Preparing IT for AI Agents: How MCP Shapes the Future of AI

The video explains that to make enterprise IT more AI-ready, organizations should move from rigid API-based architectures to a flexible Model Context Protocol (MCP) system with an orchestration layer that coordinates multiple specialized AI agents, mirroring the brain’s integrated and compartmentalized structure. This brain-inspired approach enables better data integration, adaptability, and complex functionality, enhancing the effectiveness of AI within organizations.

The video begins by emphasizing the pervasive presence of artificial intelligence (AI) in today’s world, especially within IT and development fields. It highlights the importance of understanding AI as an extension of human intelligence and suggests that by studying the architecture of the human brain, we can gain insights into evolving IT infrastructures to be more AI-ready. The current AI paradigm largely involves large language models like GPT that “swallow” the internet’s vast data, but this approach is less effective within organizations where data is more specific and siloed.

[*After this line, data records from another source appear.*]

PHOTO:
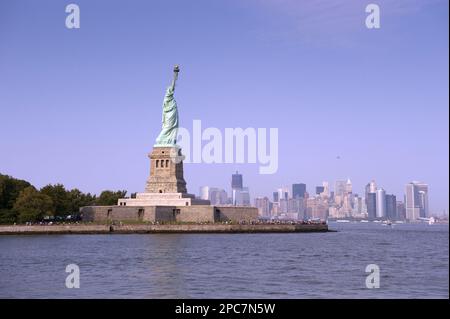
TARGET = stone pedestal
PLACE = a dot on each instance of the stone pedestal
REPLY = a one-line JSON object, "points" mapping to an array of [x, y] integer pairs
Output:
{"points": [[166, 185], [166, 171]]}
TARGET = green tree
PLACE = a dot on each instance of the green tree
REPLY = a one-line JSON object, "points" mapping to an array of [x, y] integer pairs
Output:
{"points": [[110, 198], [32, 205], [9, 190], [78, 199], [60, 199]]}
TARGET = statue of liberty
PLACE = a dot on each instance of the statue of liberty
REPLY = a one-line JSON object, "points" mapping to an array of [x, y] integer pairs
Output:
{"points": [[169, 130]]}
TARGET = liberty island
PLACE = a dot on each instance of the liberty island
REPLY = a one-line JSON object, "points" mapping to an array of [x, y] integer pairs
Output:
{"points": [[165, 205]]}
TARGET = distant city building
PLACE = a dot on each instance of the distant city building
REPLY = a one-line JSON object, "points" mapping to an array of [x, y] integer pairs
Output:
{"points": [[416, 200], [242, 197], [204, 192], [370, 199], [276, 197], [263, 205], [319, 190], [298, 190], [237, 181], [401, 211], [326, 189], [371, 205], [391, 207], [217, 196], [373, 187], [381, 203], [340, 188], [348, 187], [297, 206]]}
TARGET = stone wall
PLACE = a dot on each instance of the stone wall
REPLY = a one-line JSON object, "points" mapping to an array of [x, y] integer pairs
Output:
{"points": [[165, 228], [186, 214], [237, 213], [195, 214]]}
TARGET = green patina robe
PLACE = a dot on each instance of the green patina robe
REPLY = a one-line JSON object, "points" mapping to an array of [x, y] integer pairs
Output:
{"points": [[168, 135]]}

The speaker then draws an analogy between AI systems and the human brain’s structure. The brain is described as having three main regions: the lower brain responsible for primitive functions, the midbrain handling connectivity and data exchange, and the upper brain, particularly the frontal lobe, which manages executive functions and complex integration of sensory information. This biological model illustrates how the brain processes and integrates diverse sensory inputs while selectively ignoring most data, focusing only on what is important for future actions.

Next, the video shifts focus to the current state of enterprise IT architecture, which is simplified into three categories: applications, data, and network. Applications like CRM, HR systems, financial accounting, and contract lifecycle management operate with their own data and users, often connected through APIs in a star-like structure. This API-centric model is rigid and prone to failure when integrating AI, as it relies on very specific, structured interactions that do not easily accommodate the dynamic nature of AI agents.

To address these challenges, the video proposes moving away from the API-dominant paradigm toward an architecture that incorporates an orchestration layer capable of spawning multiple AI agents. This orchestration layer interacts with applications transformed into MCP (Model Context Protocol) services, which expose their capabilities as tools (what they can do) and data sources (what they know). By partitioning and organizing data lakes into AI-ready data layers and enabling applications to communicate via MCP, enterprises can create a more flexible, integrated system that resembles the brain’s organ-like specialization and synaptic connections.

Finally, the video concludes by reinforcing the idea that AI development should mimic the brain’s integrated, compartmentalized, and efficient architecture. The orchestration layer acts like the brain’s frontal lobe, coordinating various specialized agents (akin to synapses) to achieve complex goals through strategic activation of different functional areas. This approach promises higher success rates for AI initiatives by fostering better integration, organization, and adaptability within enterprise IT, ultimately making systems more AI-ready and capable of sophisticated, human-like intelligence.